The cost and availability of fiber optic sensors, allows
construction of an areal picture of depletion induced strain.
[0041] Thus, according to this embodiment, distributed OTDR sensing
can be used to detect and monitor field depletion according to the
following workflow: [0042] deploy one or more DAS fibers in one or
more wells in the vicinity of an intended hydraulic fracturing
operation; [0043] prior to field startup, record noise levels along
the fibers as a control measurement; [0044] upon initiation of
field depletion, the strain field as measured by the DAS system,
for all instrumented wells; [0045] simulate the strain field as a
function of time and space using a geomechanical simulation; [0046]

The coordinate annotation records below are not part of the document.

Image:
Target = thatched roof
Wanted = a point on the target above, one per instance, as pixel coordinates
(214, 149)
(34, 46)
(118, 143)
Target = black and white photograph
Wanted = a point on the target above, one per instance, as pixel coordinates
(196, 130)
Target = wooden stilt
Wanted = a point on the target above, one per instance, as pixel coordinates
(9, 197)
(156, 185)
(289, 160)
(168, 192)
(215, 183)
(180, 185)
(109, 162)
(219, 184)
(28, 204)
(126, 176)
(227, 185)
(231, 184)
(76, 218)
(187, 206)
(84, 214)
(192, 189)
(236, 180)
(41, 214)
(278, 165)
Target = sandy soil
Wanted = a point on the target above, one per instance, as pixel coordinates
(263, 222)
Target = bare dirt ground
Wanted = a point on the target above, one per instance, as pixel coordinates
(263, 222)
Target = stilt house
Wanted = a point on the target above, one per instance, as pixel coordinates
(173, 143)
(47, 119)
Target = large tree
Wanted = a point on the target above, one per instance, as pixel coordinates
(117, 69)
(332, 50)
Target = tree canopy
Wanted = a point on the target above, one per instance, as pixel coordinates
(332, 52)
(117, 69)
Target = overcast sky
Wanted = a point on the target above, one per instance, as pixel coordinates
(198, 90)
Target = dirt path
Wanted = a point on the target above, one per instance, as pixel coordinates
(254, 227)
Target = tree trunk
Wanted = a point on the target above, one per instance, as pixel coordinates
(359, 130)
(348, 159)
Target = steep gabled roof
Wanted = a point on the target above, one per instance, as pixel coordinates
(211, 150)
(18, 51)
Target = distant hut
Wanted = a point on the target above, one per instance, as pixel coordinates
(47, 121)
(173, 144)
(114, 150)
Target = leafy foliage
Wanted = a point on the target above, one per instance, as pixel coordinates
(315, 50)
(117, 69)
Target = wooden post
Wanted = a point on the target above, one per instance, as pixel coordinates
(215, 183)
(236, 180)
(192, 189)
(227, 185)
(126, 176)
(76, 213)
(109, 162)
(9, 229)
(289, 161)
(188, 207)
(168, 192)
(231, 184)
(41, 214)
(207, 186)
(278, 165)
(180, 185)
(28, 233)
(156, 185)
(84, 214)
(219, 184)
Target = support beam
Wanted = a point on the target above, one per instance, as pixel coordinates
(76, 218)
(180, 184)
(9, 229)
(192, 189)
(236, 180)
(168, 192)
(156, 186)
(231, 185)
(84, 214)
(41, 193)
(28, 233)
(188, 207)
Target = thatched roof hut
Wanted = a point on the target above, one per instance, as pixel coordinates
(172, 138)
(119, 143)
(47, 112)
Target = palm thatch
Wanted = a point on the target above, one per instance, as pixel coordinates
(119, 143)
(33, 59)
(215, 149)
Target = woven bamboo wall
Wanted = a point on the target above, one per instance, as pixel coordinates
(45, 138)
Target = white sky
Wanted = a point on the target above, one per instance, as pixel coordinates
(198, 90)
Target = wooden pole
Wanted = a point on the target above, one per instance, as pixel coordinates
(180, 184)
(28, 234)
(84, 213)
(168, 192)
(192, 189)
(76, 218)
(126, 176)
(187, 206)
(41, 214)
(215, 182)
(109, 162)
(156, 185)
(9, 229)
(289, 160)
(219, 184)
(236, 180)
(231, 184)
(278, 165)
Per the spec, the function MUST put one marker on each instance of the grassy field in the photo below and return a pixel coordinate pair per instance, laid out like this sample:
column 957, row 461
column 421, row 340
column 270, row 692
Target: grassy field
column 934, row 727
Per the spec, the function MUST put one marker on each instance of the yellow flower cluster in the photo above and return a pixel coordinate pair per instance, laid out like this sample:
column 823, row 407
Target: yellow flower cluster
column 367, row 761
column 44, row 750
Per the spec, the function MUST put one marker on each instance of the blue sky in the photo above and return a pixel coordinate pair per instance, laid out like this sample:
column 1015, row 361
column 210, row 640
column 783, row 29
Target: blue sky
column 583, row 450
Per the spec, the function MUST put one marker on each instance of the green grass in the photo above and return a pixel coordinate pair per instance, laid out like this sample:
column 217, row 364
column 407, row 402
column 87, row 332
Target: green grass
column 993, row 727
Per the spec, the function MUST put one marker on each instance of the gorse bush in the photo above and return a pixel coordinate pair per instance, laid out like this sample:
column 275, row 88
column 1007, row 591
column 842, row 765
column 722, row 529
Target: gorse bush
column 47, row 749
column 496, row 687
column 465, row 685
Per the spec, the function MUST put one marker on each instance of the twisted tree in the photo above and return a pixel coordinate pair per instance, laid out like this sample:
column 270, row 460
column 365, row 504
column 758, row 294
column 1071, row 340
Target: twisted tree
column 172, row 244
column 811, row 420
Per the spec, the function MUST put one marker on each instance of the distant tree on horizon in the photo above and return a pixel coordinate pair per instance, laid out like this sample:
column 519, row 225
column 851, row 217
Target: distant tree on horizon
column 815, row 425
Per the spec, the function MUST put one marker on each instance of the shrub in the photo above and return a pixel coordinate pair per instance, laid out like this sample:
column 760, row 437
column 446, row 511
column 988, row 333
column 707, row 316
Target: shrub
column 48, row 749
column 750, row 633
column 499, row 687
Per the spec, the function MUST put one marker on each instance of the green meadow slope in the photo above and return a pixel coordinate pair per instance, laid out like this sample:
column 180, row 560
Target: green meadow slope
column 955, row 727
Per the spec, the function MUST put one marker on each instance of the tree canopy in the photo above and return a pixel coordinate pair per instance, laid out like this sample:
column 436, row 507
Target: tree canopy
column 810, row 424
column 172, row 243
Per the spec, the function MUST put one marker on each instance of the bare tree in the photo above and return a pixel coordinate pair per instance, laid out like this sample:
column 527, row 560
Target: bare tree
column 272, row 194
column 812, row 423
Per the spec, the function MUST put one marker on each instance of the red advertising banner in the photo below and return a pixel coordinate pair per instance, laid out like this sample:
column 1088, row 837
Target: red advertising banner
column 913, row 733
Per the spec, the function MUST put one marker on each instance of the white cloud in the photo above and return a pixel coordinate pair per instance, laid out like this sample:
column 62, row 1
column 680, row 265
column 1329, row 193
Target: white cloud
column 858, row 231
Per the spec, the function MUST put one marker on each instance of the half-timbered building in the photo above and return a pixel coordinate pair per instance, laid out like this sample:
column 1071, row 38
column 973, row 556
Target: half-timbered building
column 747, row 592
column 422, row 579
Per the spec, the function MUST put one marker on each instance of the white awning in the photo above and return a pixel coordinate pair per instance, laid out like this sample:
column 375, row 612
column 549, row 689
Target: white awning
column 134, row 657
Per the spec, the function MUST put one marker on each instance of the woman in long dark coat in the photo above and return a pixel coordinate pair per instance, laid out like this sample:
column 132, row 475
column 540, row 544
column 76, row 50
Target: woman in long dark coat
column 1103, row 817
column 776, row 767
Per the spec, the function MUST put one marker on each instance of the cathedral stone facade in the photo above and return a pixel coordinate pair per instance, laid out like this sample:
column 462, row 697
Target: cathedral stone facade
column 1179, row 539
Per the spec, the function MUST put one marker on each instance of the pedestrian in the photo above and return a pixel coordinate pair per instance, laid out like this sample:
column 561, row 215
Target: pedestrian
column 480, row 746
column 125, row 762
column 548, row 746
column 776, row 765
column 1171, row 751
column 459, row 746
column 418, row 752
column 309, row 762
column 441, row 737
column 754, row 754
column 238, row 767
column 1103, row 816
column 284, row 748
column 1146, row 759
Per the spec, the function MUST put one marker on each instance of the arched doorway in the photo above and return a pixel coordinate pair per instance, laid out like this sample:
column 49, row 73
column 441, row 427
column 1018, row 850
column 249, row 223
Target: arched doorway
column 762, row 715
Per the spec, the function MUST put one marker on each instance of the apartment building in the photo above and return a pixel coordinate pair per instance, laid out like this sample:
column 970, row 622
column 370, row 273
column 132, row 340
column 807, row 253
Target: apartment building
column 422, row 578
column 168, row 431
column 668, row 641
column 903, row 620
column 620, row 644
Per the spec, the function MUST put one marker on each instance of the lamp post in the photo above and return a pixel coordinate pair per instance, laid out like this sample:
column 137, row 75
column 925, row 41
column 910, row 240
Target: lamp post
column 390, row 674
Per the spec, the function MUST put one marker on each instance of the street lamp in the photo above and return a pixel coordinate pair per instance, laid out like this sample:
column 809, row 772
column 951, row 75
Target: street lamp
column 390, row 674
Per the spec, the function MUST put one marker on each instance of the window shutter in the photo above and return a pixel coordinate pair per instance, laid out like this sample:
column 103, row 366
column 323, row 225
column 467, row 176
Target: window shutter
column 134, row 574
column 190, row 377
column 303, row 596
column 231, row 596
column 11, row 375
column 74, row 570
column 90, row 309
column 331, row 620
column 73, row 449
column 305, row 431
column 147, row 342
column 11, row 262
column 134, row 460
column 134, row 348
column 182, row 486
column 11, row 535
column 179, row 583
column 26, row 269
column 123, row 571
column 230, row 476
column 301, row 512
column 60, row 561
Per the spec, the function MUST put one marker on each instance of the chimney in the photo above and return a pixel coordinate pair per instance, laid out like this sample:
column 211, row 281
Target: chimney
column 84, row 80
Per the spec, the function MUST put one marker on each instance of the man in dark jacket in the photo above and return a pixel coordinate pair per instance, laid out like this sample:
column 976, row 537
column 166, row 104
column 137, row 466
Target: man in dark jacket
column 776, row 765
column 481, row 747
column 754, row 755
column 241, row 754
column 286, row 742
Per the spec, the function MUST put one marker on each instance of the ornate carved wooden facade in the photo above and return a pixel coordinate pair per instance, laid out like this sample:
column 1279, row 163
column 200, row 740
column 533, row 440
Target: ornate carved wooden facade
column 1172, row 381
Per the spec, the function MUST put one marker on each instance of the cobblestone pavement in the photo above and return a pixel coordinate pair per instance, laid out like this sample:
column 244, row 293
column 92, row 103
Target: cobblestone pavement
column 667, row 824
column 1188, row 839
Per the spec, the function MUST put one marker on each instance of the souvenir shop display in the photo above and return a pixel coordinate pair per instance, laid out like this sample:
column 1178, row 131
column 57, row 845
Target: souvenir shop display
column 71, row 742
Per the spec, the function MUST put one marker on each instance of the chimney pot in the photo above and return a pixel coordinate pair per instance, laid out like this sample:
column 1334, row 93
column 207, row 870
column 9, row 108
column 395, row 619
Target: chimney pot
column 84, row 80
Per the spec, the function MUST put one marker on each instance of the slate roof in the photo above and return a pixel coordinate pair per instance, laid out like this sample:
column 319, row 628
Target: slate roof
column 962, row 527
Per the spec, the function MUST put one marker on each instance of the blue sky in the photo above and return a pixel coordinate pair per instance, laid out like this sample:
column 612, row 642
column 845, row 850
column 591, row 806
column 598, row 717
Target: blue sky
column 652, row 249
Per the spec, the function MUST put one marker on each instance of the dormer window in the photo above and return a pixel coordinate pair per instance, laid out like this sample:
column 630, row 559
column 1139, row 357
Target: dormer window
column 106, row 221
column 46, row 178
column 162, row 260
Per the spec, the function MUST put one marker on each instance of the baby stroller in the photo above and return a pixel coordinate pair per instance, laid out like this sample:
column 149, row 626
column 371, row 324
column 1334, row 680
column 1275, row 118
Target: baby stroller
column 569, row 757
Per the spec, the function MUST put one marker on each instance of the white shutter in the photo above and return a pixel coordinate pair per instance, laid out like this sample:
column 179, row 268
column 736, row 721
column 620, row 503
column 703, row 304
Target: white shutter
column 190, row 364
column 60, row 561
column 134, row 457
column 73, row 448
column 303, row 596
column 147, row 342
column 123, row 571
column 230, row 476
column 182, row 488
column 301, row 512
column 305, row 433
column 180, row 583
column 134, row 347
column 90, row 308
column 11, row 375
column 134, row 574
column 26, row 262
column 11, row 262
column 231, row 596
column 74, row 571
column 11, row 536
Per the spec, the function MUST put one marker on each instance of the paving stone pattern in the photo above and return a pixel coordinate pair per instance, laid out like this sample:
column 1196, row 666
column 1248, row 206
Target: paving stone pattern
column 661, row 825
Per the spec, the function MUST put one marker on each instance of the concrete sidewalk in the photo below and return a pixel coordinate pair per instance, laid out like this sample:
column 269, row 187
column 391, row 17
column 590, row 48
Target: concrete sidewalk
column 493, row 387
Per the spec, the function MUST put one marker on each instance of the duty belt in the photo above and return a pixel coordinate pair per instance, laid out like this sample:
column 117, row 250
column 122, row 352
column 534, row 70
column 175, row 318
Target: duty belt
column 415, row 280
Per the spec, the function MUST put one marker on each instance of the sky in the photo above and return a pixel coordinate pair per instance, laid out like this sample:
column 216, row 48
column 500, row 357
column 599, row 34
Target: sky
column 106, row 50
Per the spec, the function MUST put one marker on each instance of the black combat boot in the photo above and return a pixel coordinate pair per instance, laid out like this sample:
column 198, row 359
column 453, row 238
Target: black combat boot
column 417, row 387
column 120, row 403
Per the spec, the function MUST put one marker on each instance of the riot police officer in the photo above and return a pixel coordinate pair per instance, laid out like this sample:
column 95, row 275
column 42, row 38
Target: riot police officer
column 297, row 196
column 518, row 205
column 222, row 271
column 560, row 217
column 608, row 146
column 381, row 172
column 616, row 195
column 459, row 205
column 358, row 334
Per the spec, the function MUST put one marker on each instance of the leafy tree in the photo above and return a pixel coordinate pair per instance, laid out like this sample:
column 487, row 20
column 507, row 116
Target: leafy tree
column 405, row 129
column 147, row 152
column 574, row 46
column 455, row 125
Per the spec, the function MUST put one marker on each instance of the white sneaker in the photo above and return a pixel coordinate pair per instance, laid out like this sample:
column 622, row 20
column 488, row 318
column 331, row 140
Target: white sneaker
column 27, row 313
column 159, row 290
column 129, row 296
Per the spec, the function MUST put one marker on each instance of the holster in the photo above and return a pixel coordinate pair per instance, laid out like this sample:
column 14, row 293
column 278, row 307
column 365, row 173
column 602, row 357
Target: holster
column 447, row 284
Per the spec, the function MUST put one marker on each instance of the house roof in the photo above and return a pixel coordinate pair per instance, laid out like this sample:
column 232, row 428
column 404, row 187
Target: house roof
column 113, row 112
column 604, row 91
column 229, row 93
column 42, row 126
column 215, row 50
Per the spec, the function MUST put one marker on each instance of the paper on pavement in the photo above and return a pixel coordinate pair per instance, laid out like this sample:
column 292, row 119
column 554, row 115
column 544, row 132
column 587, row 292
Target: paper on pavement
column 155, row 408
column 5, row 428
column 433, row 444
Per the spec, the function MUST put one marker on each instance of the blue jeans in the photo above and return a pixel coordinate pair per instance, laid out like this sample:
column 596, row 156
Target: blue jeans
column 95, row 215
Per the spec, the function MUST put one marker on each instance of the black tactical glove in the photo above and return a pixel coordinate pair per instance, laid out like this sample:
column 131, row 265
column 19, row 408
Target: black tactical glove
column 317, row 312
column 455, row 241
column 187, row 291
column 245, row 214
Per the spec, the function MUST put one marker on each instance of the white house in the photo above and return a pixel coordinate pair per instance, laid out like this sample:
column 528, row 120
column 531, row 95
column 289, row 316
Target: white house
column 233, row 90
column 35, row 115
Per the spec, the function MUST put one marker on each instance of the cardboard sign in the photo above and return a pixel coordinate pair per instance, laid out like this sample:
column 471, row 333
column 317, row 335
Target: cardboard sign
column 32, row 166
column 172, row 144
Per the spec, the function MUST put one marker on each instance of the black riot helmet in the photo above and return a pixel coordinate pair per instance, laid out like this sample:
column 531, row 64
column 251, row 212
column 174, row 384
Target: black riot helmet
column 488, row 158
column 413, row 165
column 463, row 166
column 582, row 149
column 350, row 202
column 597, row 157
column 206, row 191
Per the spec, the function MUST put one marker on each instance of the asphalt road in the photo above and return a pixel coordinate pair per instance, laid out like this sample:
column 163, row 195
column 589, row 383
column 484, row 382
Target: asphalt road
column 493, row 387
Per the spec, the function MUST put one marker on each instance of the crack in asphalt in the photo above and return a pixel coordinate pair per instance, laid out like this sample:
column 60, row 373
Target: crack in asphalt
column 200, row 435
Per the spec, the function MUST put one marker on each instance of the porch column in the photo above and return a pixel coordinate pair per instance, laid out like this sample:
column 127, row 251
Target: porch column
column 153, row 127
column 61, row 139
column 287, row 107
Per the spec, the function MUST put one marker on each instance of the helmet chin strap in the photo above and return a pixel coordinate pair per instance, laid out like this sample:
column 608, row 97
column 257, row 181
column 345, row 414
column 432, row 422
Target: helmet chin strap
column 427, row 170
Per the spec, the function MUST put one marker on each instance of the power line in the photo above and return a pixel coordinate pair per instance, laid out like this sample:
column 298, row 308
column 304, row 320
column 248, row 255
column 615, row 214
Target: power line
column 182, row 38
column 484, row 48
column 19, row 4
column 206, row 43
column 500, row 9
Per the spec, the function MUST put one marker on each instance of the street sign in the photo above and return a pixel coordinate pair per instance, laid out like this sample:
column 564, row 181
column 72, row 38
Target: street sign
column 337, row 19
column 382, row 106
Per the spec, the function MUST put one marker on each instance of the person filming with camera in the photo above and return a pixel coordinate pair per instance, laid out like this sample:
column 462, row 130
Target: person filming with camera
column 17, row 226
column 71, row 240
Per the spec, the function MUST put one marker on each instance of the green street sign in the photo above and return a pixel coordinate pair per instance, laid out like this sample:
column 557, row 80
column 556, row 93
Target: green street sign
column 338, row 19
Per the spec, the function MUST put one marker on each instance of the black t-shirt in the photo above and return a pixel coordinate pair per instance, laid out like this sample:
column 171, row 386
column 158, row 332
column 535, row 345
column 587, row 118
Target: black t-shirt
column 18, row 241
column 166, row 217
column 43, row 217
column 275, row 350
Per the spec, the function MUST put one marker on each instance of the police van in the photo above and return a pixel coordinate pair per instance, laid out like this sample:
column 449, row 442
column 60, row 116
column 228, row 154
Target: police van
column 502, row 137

from the results of the simulation, make a prediction of the axial
strain measurements at the places where the DAS fibers have made
the measurements; [0047] compare the predictions and measurements
and adjust the geomechanical model parameters to minimize the
difference therebetween; [0048] make changes in the model as
required to match the data highlight differences in
subsidence/depletion for different parts of a formation, leading to
localized interventions; [0049] alternatively, depleted/depleting
areas may be obvious even without the benefit of a geomechanical
model as areas with greater or lesser strain changes; [0050] if the
fiber is also configured to measure formation pressure, a measure
of rock compressibility might be possible from strain and
pressure.
[0051] While the invention has the particular advantaged described
above, it can be used advantageously to detect inter-well effects
caused by other sources and can be used to determine information
about properties of the formation between wells. Accordingly, the
protection sought herein is as set forth in the claims below.